Volume II-5/W2
ISPRS Ann. Photogramm. Remote Sens. Spatial Inf. Sci., II-5/W2, 283-288, 2013
https://doi.org/10.5194/isprsannals-II-5-W2-283-2013
© Author(s) 2013. This work is distributed under
the Creative Commons Attribution 3.0 License.
ISPRS Ann. Photogramm. Remote Sens. Spatial Inf. Sci., II-5/W2, 283-288, 2013
https://doi.org/10.5194/isprsannals-II-5-W2-283-2013
© Author(s) 2013. This work is distributed under
the Creative Commons Attribution 3.0 License.

  16 Oct 2013

16 Oct 2013

Markerless point cloud registration with keypoint-based 4-points congruent sets

P. W. Theiler, J. D. Wegner, and K. Schindler P. W. Theiler et al.
  • Institute of Geodesy and Photogrammetry, ETH Zürich, Switzerland

Keywords: Point cloud registration, laser scanning, 3D feature extraction

Abstract. This paper addresses the registration of LiDAR point clouds. More specifically, we present an automatic method for markerless registration of two such point clouds given in arbitrary local scan coordinates – i.e. without simplifying assumptions such as a common up-vector.
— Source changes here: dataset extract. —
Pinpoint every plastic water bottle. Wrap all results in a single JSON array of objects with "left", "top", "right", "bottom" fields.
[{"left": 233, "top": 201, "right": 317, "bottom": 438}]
Clearly, the critical step of the registration is to find a coarse initial alignment, to be refined with established local methods for fine registration, such as ICP or least-squares surface matching. The proposed approach builds on the 4-Points Congruent Sets (4PCS) algorithm (Aiger et al., 2008), a popular registration tool in computer graphics, and extends it to better deal with the specific challenges of LiDAR data. The main limitations of the original 4PCS method in that context are (i) that it does not cope well with strongly varying point densities, such as they routinely occur in laser scans due to the constant angular sampling from different viewpoints; and (ii) that to remain efficient, huge LiDAR point clouds must be down-sampled so heavily that approximate point-to-point correspondence can no longer be guaranteed. To overcome these drawbacks we propose not to apply 4PCS to the original point cloud (respectively, a randomly or regularly subsampled version of it), but rather to represent the point clouds with sets of distinctive 3D keypoints, and run (a slightly modified) 4PCS on the keypoint sets. The resulting combination, termed Keypoint-based 4-Points Congruent Sets (K-4PCS), proves to be very reliable: with suitable parameter settings, tests in indoor as well as outdoor environments yield 100% success rates.